Kadınların ‘gelenek’ adı altında baskılanmasına karşı mücadele çağrısı
21’inci yüzyılda kimi toplumlarda hala ‘başlık parası’ uygulaması devam ederken Jineoloji Araştırma Merkezi Sözcüsü Sedîqe Xilo, özellikle kadınların bu anlayışa karşı çıkmasını istedi.
BERÇEM CÛDÎ
Kobanê- Tüm dünyada erkek egemen sistemin yarattığı ‘gelenek’ adı altındaki kimi gerici uygulamalardan en çok kadınlar etkileniyor. Kadınların, “Jin, jiyan, azadî” felsefesi etrafındaki mücadelesi ile özellikle Suriye'nin Kuzey ve Doğu bölgelerindeki gerici uygulamalara sınır çiziliyor. Bu gerici uygulamalardan biri de başlık parası.
Evlendirmelerde ‘başlık parası’ uygulamasına dikkat çeken Fırat Kantonu Jineoloji Araştırma Merkezi Sözcüsü Sedîqe Xilo, "Özellikle Ortadoğu toplumlarında ‘başlık parası’ adı altında kadınlara halen bazı sosyal ve dini gelenekler dayatılmaktadır. Fiyatı ülkeye ve bölgeye göre değişmektedir. Kuzey ve Doğu Suriye’de de aynı durum söz konusu. Bazı bölgelerde sadece para istenirken, bazı bölgelerde para ve ek olarak 50 ila 100 gram arası değişen altın talep ediliyor. Bu aynı zamanda aşiretlerin ve ailelerin geleneklerine göre de değişiyor. Gündeme getirdiğimiz bu konu günümüzde de yaşanıyor" diye belirtti.

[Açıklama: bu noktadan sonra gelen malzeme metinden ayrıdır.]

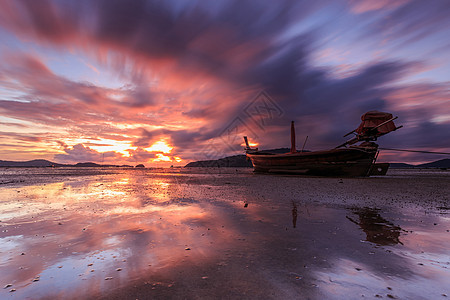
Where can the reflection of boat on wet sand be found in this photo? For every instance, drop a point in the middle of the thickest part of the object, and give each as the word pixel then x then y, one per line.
pixel 347 159
pixel 378 230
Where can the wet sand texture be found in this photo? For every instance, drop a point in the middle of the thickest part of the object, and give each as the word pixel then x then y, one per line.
pixel 222 234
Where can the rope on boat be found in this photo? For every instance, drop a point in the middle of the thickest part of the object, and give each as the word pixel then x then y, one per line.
pixel 418 151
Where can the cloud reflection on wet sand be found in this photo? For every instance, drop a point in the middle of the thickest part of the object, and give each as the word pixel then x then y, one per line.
pixel 184 235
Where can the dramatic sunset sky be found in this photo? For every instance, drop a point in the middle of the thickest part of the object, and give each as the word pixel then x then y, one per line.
pixel 167 82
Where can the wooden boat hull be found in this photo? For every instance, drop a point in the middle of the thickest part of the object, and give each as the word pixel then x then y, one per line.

‘Jineoloji Araştırma Merkezleri alternatif çözümler üretiyor’
Kuzey ve Doğu Suriye’de kadınlar öncülüğünde gelişen Rojava Devrimi’nin Kürt Halk Önderi Abdullah Öcalan’ın fikirleri sayesinde gerçekleştiğini söyleyen Sedîqe Xilo, “Önder Öcalan’ın paradigması sayesinde erk zihniyetlere karşı kadınlarda mücadele etme olanağı gelişiyor. Bu bakımdan kadın özgürlüğü ve toplum ideolojisine dayanan kadın hareketleri ve örgütleri de bu konular üzerinden mücadelesini yürütüyor. Jineoloji Araştırma Merkezleri de bu rolü toplumun gerçekliğini analiz ederek, alternatif modeller ve çözümler geliştirerek oynuyor” şeklinde konuştu.
‘Başlık parasını reddetmelerini istiyoruz’

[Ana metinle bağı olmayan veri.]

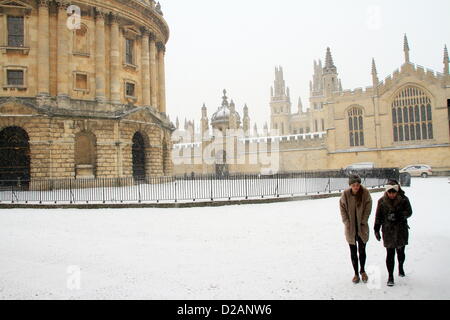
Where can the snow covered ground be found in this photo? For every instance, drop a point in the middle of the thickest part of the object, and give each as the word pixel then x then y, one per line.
pixel 292 250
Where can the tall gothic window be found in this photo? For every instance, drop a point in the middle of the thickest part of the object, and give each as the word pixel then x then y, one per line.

Çoğu zaman ailelerin birbirlerine bakarak örnek aldığını kaydeden Sedîqe Xilo, “Aileler evlenen kızları için başlık parası istemişse ailenin diğer üyeleri de kızlarını evlenirken aynı taleplerde bulunuyor. Tüm bunları analiz etmemiz gerekiyor. Sonuçta aileler arasında kadınlar bir eşya gibi alınıp satılıyor. Bu anlamıyla kadınların başlık parasını reddetmelerini istiyoruz ve yaşanan bu durumu kabul etmemelidir. Başlık parası tarihin birçok sürecinde kullanılmış eski bir gelenektir, dolayısıyla bu zihniyeti değiştirmek zaman, bilgi ve birikim gerektirir. Kadınların bu alınıp satılma yaklaşımını kabullenmemesi gerekiyor” diye kaydetti.

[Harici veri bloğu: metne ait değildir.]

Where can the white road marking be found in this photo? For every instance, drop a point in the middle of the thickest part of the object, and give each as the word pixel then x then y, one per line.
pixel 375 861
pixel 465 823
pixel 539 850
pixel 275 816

‘Değişiklik yapmanın zamanı gelmiştir’
Birlikte bir yaşamın hayat bulması gerektiğini sözlerine ekleyen Sedîqe Xilo, “Köle bir yaşamı kabul etmemeliyiz ve özgür bir arada yaşamayı seçmeliyiz. Evlilik sürecinde aileler çocuklarını evlendirmek için borç alıyor ve evlilik gerçekleştikten sonra kadından altınları alıp bu kez borçlarını ödüyor ve bu durum aileler arasında büyük sorunlara yol açıyor. Bu olaylar toplumda sıkça yaşanmaktadır ve çoğu zaman boşanmayla sonuçlanıyor. Bu nedenle artık bu sorunla mücadele etmenin ve değişiklik yapmanın zamanı gelmiştir" dedi.